Syria army launches assault on rebel-held Qusayr: NGO
BEIRUT - Agence France-Presse
Syrian troops take control of the village of Western Dumayna, some seven kilometers north of the rebel-held city of Qusayr, on May 13, 2013. AFP PHOTO/JOSEPH EID
Syrian troops backed by fighters from Lebanese militant group Hezbollah launched an assault on the rebel-held central town of Qusayr on Sunday, after months of fierce fighting in the area, a watchdog said.
"The assault on Qusayr has started. There is fierce fighting between rebels and the army around the entrances to the town," Syrian Observatory for Human Rights director Rami Abdel Rahman said.

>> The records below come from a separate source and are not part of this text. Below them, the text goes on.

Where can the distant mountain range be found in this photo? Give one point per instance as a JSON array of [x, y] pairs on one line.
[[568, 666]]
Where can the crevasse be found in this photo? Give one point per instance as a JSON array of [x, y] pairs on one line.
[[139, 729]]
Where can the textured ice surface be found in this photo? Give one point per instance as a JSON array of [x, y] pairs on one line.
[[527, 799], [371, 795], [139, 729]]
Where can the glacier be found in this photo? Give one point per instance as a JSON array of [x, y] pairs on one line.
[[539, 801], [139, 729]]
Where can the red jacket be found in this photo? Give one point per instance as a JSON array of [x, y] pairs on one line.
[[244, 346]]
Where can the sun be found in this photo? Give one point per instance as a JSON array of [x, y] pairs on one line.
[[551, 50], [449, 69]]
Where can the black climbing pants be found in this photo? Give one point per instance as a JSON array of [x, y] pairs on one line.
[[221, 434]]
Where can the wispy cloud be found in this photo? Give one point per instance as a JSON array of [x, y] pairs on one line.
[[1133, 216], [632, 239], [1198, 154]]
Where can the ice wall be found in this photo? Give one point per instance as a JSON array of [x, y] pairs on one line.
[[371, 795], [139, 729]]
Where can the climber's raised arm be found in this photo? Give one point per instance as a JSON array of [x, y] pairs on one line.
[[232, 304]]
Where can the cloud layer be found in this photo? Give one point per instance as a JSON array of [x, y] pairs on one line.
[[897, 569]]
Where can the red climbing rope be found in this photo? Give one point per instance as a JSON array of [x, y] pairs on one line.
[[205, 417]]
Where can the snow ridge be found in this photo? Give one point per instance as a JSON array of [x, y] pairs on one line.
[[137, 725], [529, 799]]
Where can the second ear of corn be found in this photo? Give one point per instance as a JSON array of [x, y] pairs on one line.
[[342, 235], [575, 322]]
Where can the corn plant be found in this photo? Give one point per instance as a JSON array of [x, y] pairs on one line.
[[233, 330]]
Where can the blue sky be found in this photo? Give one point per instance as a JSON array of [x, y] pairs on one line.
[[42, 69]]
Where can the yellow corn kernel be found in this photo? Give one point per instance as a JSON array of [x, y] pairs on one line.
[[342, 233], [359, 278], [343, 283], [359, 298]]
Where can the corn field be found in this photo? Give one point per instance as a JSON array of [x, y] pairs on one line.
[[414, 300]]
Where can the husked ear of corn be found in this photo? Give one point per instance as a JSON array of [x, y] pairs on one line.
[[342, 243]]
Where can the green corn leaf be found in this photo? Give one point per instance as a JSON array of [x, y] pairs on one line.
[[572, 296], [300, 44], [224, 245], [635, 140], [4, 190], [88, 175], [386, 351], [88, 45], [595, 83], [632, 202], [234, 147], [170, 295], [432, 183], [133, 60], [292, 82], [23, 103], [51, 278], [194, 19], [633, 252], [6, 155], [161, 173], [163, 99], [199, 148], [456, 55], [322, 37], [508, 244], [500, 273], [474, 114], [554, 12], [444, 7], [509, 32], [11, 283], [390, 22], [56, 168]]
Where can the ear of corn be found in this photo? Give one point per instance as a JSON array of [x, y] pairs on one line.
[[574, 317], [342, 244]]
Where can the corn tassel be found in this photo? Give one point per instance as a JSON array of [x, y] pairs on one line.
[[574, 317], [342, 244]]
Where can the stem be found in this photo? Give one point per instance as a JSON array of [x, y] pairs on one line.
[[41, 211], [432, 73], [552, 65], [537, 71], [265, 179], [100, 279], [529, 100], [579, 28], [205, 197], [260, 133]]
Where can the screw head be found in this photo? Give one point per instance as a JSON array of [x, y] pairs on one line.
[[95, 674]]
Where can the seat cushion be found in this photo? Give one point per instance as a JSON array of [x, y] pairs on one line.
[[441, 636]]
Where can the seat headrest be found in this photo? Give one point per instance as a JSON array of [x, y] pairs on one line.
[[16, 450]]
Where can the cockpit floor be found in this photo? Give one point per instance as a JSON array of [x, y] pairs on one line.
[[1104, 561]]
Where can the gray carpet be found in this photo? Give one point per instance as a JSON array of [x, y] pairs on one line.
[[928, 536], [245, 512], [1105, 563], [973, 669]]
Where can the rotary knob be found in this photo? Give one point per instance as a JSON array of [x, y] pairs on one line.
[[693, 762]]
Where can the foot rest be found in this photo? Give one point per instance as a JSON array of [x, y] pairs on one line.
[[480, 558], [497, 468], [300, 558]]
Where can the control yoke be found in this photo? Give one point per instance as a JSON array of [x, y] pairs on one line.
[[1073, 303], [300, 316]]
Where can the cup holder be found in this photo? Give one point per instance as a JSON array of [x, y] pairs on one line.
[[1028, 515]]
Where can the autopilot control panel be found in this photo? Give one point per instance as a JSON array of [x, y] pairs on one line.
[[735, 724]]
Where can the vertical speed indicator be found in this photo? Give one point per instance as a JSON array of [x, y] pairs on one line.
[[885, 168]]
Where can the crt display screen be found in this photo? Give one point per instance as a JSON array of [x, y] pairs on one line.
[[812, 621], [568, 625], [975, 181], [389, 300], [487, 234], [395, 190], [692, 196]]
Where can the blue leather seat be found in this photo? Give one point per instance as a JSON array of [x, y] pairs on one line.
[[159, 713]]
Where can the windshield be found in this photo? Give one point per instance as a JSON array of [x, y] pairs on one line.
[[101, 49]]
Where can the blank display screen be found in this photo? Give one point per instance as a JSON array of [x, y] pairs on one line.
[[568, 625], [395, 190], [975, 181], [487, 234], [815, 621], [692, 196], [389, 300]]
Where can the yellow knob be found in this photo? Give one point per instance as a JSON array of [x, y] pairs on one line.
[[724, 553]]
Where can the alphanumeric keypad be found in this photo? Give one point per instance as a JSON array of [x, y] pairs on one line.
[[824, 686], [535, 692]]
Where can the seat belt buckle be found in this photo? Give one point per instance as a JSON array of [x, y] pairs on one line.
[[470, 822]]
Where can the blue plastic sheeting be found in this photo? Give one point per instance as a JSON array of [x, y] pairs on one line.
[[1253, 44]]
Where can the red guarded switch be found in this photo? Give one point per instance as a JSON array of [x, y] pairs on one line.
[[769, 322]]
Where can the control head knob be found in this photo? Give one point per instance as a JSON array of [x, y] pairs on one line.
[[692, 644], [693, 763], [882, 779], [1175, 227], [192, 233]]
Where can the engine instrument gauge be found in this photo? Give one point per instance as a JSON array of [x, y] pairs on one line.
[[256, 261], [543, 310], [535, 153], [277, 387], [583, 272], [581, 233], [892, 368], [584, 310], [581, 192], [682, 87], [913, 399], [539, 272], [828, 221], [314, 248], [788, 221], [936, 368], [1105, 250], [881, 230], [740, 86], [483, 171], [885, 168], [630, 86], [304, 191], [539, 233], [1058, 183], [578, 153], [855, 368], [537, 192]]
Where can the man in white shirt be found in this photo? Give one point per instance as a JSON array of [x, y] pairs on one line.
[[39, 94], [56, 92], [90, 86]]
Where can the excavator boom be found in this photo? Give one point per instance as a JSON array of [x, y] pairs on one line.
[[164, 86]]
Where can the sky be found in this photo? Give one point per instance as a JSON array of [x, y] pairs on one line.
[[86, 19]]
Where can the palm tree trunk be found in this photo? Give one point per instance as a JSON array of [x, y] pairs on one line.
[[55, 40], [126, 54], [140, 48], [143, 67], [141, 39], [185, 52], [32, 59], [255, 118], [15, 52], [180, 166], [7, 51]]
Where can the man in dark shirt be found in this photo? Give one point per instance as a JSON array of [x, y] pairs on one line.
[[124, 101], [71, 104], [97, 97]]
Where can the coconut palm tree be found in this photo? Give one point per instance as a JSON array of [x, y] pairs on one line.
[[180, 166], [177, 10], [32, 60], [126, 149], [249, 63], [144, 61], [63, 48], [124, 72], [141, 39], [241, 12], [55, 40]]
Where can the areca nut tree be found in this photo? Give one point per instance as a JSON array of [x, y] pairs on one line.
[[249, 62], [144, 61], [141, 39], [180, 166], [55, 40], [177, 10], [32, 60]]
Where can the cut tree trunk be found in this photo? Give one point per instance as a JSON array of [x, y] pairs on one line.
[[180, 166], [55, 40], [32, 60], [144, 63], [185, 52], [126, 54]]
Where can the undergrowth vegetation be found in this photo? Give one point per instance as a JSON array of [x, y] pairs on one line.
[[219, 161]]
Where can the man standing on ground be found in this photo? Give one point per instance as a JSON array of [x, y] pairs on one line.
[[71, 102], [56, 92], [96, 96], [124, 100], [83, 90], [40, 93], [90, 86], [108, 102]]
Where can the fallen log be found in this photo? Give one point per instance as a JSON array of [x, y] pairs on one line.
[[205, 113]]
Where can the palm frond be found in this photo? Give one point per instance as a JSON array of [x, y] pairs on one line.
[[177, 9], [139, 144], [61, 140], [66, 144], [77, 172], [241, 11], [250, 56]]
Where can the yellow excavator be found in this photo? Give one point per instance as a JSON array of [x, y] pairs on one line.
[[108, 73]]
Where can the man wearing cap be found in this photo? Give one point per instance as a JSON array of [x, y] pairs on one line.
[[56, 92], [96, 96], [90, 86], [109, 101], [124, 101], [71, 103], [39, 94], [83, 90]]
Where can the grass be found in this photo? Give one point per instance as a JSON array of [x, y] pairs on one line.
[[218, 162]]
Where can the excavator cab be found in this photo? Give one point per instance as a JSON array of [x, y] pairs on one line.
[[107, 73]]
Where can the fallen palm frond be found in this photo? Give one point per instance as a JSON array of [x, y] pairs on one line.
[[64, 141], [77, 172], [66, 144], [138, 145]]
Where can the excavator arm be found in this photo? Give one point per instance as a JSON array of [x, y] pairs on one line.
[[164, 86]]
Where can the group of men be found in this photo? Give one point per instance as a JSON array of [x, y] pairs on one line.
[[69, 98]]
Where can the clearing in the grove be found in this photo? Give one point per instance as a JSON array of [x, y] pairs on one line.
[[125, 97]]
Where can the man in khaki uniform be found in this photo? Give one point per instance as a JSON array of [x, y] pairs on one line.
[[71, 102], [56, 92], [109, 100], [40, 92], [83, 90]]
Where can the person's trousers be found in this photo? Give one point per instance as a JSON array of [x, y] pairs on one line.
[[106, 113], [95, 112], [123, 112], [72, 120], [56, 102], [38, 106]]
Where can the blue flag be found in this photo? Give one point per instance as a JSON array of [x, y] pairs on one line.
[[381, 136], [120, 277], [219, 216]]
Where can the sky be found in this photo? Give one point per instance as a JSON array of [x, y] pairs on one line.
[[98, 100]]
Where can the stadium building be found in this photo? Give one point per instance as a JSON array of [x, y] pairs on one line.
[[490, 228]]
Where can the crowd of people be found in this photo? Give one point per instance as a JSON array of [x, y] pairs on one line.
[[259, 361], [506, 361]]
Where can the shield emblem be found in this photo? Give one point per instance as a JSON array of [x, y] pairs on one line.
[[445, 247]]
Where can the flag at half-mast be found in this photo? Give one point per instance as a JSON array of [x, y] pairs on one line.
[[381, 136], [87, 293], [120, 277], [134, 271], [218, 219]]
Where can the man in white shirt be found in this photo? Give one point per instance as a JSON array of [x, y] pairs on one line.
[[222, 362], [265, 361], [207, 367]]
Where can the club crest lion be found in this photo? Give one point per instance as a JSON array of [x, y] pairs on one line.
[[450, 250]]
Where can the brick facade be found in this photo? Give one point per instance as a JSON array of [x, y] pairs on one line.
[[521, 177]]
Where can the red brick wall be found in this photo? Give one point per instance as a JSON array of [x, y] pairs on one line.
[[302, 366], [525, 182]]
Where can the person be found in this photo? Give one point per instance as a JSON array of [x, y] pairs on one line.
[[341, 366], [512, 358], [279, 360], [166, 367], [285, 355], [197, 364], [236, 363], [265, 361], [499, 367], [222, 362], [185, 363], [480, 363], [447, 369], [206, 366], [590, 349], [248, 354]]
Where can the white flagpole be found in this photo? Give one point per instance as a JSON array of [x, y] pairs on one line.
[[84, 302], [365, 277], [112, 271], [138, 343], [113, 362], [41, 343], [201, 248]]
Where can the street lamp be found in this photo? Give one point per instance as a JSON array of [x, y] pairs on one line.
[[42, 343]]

"Soldiers and tanks are trying to advance into the town, the rebel forces are attempting to push them back," Abdel Rahman told AFP." Fighters from Hezbollah, a key ally of the Syrian regime, "are playing a central role in the battle," he added.
The ground assault began after a heavy early morning bombardment of the town by aircraft and artillery, that killed at least 20 people, including 11 rebel fighters, the Observatory said.
The Syrian Revolution General Commission, a network of activists on the ground, also reported that Qusayr had come under intense bombardment.
"A rain of shells on the city, at the same time as artillery fire and mortar fire from dawn. Homes were destroyed and burnt down," the group said.
The Syrian regime has made recapturing the town of Qusayr and the surrounding district of Homs province a key objective, and fierce fighting has raged in the vicinity for months.
In recent weeks, government troops backed by Hezbollah and members of the National Defence Forces, a pro-regime militia, have advanced in the region, taking a string of villages and reportedly surrounding Qusayr on three sides.
Last week, a military source said the army dropped leaflets on the town, warning civilians to leave ahead of an imminent military operation.
But activists denied the leaflets were dropped and said there was no safe way out of the city anyway.
The Qusayr area is considered of strategic importance because it lies between the capital and the Mediterranean coast, and is close to the Lebanese border.